The “Godfather of AI,” Geoffrey Hinton, is voicing worries about the speed at which AI is developing and the way that big tech corporations are downplaying its risks. Hinton stated in an interview with the One Decision podcast that although many business executives are aware of the hazards, they are not acting on them. “Many of the people in big companies, I think, are downplaying the risk publicly,” Hinton said. “People like Demis, for example, really do understand the risks and really want to do something about it.”
For their work on artificial neural networks, Hinton and John J. Hopfield shared the 2024 Nobel Prize in Physics. Hinton is also a Nobel Laureate. Actually, Hinton’s ten years of study helped to provide the foundation for the quick development of artificial intelligence that we see today. He is also cautioning, meanwhile, that sophisticated AI systems are growing increasingly intelligent and are even learning in ways that are not quite clear to humans.“The rate at which they’ve started working now is way beyond what anybody expected,” he said.
Godfather of AI also admitted that he regrets not recognizing these dangers earlier in his career: “I should have realized much sooner what the eventual dangers were going to be.
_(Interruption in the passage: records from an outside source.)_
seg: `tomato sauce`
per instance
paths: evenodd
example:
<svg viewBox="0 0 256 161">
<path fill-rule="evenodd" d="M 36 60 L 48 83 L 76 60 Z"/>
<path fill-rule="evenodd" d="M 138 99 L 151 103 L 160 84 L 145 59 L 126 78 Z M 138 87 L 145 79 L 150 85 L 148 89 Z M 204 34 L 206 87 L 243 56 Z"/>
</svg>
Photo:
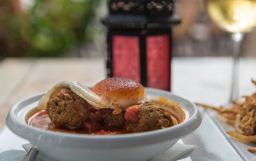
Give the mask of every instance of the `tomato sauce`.
<svg viewBox="0 0 256 161">
<path fill-rule="evenodd" d="M 133 113 L 136 114 L 136 112 L 138 112 L 137 111 L 138 111 L 138 109 L 136 108 L 136 106 L 134 106 L 134 108 L 131 108 L 131 113 L 132 115 L 134 114 Z M 171 115 L 177 120 L 178 123 L 180 123 L 179 118 L 175 114 L 168 110 L 166 111 L 169 113 L 170 113 Z M 125 118 L 125 115 L 124 116 Z M 104 127 L 102 125 L 100 125 L 99 123 L 97 124 L 97 123 L 95 123 L 96 124 L 94 124 L 93 123 L 90 122 L 90 120 L 89 121 L 86 120 L 84 122 L 83 125 L 85 128 L 82 127 L 81 129 L 76 130 L 70 130 L 63 127 L 56 127 L 51 122 L 51 120 L 49 117 L 49 115 L 47 114 L 46 111 L 45 110 L 40 111 L 37 108 L 32 110 L 28 114 L 26 119 L 26 122 L 29 125 L 36 127 L 40 129 L 49 130 L 52 131 L 61 132 L 68 132 L 74 134 L 101 134 L 101 135 L 102 134 L 113 135 L 118 134 L 129 133 L 126 130 L 125 126 L 119 128 L 113 128 L 113 127 L 109 128 L 108 127 Z M 95 128 L 93 132 L 88 131 L 86 129 L 86 127 L 88 127 L 88 126 L 92 126 L 92 127 Z M 87 129 L 93 129 L 93 128 L 92 128 L 92 127 Z"/>
</svg>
I always thought the future was far off and I wish I had thought about safety sooner.”
After over ten years with Google, Hinton departed the firm in 2023. Many people believed that his resignation was a protest against its aggressive AI drive. Hinton stated in the podcast, however, that this story was overblown and not real. “There’s a wonderful story that the media loves this honest scientist who wanted to tell the truth so I had to leave Google. It’s a myth,” Hinton said. “I left Google because I was 75 and I couldn’t program effectively anymore but when I left, maybe I could talk about all these risks more freely.”
He added that staying at Google would have inevitably meant some level of self-censorship. “You can’t take their money and then not be influenced by what’s in their own interest,” he said.
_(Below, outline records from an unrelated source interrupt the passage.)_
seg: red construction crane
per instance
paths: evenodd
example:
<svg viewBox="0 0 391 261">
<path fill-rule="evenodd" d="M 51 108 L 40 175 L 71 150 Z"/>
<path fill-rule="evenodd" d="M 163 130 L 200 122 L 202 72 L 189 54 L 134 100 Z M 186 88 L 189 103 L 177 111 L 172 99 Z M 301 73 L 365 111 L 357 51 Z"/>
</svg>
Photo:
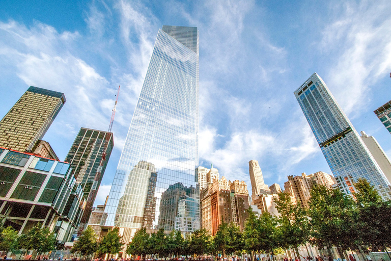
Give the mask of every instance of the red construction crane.
<svg viewBox="0 0 391 261">
<path fill-rule="evenodd" d="M 121 85 L 118 87 L 118 92 L 117 93 L 117 99 L 116 100 L 116 103 L 114 105 L 114 108 L 113 109 L 113 113 L 111 114 L 111 119 L 110 120 L 110 125 L 108 126 L 108 132 L 111 132 L 111 127 L 113 127 L 113 123 L 114 122 L 114 115 L 116 115 L 116 108 L 117 108 L 117 103 L 118 102 L 118 95 L 120 94 L 120 88 Z"/>
</svg>

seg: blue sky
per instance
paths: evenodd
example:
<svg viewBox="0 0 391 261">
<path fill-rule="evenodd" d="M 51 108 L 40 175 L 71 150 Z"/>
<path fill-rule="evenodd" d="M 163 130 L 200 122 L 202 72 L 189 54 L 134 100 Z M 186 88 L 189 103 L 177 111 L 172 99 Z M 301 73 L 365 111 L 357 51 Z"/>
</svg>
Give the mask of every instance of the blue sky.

Hinton also discussed Demis Hassabis on the podcast, praising him as one of the few leaders who “really wants to do something about” the dangers of artificial intelligence. Its AI research division is now led by Hassabis, who sold DeepMind to Google in 2014. He discusses their evolution, although he has long voiced worries about the possible abuse of sophisticated AI systems.
In a interview earlier this year, Hassabis said that he is concerned about artificial intelligence. However, he stated that he is more worried about the potential for the technology to end up in the wrong hands than he is about AI taking employment away.
“A bad actor could repurpose those same technologies for a harmful end,” Hassabis told. “And so one big thing is how do we restrict access to these systems, powerful systems, to bad actors but enable good actors to do many, many amazing things with it?”